Mam taki problem z moim autem, gdy temperatura spada poniżej zera samochód ma problemy z odpaleniem, wygląda to tak: wsiadam rano do samochodu przekręcę kluczyk, zapala się kontrolka świec no i jak zgaśnie zapalam silnik, ładnie chodzi jakieś 5 sekund po czym gaśnie, jakbym zaraz znów zaczął kręcić to by nie odpalił, muszę poczekać jakieś 30 sekund i powtórzyć czynność i znów jest tak samo jak za pierwszym razem silnik chodzi 5 sekund i gaśnie i tak wkoło to samo, aż może za 5 czy 6 razem silnik powoli załapie, strasznie nie równo chodzi, tak że cały sąsiad pewnie myśli że liście pale ale silnik w końcu się unormuje i chodzi, potem już cały dzień nie mam problemu z odpalaniem, no i nie ma też problemu jak np jest +5 stopni.

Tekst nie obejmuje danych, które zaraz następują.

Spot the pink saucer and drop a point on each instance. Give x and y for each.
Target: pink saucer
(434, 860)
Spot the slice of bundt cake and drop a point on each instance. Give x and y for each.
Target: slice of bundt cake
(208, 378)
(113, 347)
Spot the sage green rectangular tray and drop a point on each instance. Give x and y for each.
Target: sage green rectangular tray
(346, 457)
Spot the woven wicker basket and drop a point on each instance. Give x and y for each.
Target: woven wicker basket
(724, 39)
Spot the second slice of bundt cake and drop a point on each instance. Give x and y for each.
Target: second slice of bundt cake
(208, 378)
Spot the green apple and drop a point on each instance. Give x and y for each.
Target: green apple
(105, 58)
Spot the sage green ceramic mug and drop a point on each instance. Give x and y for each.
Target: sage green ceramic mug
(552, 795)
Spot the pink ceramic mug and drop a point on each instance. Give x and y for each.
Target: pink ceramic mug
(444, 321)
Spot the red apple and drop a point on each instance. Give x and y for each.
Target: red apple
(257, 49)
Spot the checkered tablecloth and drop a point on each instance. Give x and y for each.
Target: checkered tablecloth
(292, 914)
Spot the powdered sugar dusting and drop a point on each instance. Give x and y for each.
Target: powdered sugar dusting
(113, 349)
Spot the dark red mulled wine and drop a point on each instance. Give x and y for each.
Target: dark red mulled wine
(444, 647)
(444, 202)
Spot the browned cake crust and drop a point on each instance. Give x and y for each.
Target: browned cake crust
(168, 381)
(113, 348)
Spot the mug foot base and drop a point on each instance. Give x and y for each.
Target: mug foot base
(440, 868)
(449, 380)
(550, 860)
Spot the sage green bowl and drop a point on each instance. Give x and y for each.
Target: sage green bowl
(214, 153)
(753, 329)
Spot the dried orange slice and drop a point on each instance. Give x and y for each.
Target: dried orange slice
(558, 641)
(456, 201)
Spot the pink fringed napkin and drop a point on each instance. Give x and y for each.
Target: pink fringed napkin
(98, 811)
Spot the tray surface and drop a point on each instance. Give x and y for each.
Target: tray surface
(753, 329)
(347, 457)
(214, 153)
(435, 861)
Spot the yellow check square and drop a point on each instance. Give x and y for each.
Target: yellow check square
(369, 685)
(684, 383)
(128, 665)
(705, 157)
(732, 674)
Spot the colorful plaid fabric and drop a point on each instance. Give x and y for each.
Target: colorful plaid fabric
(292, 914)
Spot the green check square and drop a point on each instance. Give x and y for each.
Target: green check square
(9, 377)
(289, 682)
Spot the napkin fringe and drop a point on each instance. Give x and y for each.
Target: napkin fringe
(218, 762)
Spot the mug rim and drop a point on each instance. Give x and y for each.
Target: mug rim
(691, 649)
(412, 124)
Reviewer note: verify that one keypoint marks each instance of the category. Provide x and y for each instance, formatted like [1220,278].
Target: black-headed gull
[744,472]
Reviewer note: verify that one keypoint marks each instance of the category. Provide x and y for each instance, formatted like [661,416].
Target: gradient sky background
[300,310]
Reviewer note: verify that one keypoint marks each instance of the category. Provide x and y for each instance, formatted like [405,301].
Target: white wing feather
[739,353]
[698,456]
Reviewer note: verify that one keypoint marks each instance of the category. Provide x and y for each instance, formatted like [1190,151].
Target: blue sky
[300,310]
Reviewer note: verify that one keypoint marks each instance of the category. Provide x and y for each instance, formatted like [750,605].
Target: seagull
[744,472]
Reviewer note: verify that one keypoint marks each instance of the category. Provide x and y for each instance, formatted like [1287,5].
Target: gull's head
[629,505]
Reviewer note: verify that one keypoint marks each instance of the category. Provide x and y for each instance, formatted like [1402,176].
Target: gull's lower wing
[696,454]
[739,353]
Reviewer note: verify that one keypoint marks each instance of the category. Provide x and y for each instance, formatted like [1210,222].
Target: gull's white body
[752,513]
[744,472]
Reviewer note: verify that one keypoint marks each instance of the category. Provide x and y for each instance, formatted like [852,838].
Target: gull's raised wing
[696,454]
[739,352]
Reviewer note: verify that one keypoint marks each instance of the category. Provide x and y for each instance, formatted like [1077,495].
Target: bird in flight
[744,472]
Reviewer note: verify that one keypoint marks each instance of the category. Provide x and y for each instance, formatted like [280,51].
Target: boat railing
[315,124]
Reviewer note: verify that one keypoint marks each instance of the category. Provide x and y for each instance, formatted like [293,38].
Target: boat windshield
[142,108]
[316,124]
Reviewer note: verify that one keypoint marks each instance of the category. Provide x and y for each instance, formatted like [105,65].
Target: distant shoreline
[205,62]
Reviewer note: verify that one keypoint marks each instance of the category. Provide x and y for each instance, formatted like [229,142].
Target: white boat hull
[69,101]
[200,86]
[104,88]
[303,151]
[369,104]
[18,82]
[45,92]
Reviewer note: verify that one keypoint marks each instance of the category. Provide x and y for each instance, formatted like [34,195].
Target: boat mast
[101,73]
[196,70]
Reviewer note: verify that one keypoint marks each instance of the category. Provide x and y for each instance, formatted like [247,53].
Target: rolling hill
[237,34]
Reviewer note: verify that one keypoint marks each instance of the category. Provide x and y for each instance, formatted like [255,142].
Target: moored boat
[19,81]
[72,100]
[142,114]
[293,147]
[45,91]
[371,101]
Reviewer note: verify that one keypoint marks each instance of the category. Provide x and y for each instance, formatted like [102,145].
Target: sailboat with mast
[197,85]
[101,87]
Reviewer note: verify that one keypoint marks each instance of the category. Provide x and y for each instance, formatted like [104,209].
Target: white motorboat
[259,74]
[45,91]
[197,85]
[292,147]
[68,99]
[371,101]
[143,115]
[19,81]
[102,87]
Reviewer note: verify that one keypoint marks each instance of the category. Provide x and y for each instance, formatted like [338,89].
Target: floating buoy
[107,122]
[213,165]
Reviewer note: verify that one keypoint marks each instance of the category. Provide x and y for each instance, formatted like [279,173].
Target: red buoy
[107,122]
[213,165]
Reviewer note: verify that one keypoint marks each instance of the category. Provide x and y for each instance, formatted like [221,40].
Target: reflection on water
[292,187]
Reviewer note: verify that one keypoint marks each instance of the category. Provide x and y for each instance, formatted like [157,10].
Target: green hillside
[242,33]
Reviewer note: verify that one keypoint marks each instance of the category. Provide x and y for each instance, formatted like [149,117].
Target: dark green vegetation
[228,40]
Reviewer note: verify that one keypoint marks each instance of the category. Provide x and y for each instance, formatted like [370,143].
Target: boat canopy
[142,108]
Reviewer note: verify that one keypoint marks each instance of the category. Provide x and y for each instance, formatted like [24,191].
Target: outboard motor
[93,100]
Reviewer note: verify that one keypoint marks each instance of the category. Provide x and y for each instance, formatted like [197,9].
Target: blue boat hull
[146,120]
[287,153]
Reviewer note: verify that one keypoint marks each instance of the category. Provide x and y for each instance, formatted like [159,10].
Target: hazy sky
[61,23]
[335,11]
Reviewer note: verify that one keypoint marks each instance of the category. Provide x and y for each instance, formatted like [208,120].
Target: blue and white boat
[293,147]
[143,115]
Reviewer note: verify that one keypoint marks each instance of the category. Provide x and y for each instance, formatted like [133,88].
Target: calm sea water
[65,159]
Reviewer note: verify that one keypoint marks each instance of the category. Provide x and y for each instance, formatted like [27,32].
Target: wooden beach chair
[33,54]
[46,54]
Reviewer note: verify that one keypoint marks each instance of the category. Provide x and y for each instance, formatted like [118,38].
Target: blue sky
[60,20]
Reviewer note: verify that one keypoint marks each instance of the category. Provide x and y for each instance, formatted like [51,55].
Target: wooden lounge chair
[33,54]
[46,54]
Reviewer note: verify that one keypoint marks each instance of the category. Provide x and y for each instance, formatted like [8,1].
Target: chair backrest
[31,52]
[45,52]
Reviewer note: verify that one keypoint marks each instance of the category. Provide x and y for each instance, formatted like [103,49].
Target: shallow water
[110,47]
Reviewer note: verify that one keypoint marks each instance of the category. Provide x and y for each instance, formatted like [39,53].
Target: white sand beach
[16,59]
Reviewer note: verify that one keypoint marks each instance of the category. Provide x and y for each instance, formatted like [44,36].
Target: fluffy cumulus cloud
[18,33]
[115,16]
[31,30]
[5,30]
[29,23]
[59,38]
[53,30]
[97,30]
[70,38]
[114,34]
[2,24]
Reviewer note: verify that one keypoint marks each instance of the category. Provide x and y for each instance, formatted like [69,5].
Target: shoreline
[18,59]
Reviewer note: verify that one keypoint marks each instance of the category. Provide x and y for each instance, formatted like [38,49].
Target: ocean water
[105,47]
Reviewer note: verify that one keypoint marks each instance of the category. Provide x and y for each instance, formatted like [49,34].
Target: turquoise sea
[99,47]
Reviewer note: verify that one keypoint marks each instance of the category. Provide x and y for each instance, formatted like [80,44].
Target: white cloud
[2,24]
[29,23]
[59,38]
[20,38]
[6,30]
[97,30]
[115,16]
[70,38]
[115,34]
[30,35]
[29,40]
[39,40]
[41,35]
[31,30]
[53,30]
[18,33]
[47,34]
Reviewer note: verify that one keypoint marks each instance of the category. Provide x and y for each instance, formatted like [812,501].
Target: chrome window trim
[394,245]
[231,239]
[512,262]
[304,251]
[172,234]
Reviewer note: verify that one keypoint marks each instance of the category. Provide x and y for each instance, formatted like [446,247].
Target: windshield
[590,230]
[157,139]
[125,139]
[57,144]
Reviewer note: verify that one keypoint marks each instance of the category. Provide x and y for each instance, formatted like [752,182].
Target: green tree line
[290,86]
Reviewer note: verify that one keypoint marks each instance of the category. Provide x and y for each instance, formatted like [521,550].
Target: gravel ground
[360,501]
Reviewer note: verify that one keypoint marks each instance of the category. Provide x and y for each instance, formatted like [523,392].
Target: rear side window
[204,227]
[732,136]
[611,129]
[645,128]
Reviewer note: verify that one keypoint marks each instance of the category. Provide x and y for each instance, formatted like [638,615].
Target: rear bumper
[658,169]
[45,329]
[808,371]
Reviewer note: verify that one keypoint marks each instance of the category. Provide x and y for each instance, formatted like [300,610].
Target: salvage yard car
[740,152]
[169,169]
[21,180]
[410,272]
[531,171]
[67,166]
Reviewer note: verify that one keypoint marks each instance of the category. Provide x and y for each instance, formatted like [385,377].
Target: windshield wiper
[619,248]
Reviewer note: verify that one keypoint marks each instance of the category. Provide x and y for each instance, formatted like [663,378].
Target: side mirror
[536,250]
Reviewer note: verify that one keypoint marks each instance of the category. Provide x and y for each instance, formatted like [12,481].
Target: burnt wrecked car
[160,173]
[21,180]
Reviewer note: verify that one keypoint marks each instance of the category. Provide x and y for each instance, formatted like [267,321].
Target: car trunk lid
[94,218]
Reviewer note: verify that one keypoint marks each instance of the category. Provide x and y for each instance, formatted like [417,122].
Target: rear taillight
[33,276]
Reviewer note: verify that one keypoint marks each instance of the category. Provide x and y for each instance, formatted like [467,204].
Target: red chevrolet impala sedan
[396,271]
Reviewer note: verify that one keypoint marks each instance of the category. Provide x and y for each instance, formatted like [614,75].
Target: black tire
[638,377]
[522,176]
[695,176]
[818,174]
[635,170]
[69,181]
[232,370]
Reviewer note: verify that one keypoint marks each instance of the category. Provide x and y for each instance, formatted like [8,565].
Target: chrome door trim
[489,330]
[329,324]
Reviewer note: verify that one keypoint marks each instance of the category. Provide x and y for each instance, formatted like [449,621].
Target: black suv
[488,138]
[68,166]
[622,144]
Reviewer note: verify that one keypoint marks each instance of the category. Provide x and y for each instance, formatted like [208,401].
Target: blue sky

Dodam jeszcze że samochód mi pali 8,7 litra to trochę dużo jak na taki silnik.
Samochód poszedł do mechanika który stwierdził że trzeba dać pombę do regeneracji bo cieknie, no więc oddał pompę, sprawdził wtryski, wymienił paliwo i filtr paliwa, sprawdził świece, wszystkie czujniki i oddał mi samochód że już jest sprawny, ale samochód zachowuje się dalej tak samo, i dalej pali tak samo, a niby miał palić mniej bo niby przez tą pompę tyle palił, proszę o jakąś rade bo już nie wiem co zrobić, w poniedziałek oddaje samochód znów do tego mechanika, bo mam na pompę 1 rok gwarancji ale już nie mam siły, jestem z katowic może ktoś zna w tym mieście albo okolicach kogoś kto jest pewnym mechanikiem, pozdrawiam
Mam taki problem z moim autem, gdy temperatura spada poniżej zera samochód ma problemy z odpaleniem, wygląda to tak: wsiadam rano do samochodu przekręcę kluczyk, zapala się kontrolka świec no i jak zgaśnie zapalam silnik, ładnie chodzi jakieś 5 sekund po czym gaśnie, jakbym zaraz znów zaczął kręcić to by nie odpalił, muszę poczekać jakieś 30 sekund i powtórzyć czynność i znów jest tak samo jak za pierwszym razem silnik chodzi 5 sekund i gaśnie i tak wkoło to samo, aż może za 5 czy 6 razem silnik powoli załapie, strasznie nie równo chodzi, tak że cały sąsiad pewnie myśli że liście pale ale silnik w końcu się unormuje i chodzi, potem już cały dzień nie mam problemu z odpalaniem, no i nie ma też problemu jak np jest +5 stopni. Dodam jeszcze że samochód mi pali 8,7 litra to trochę dużo jak na taki silnik.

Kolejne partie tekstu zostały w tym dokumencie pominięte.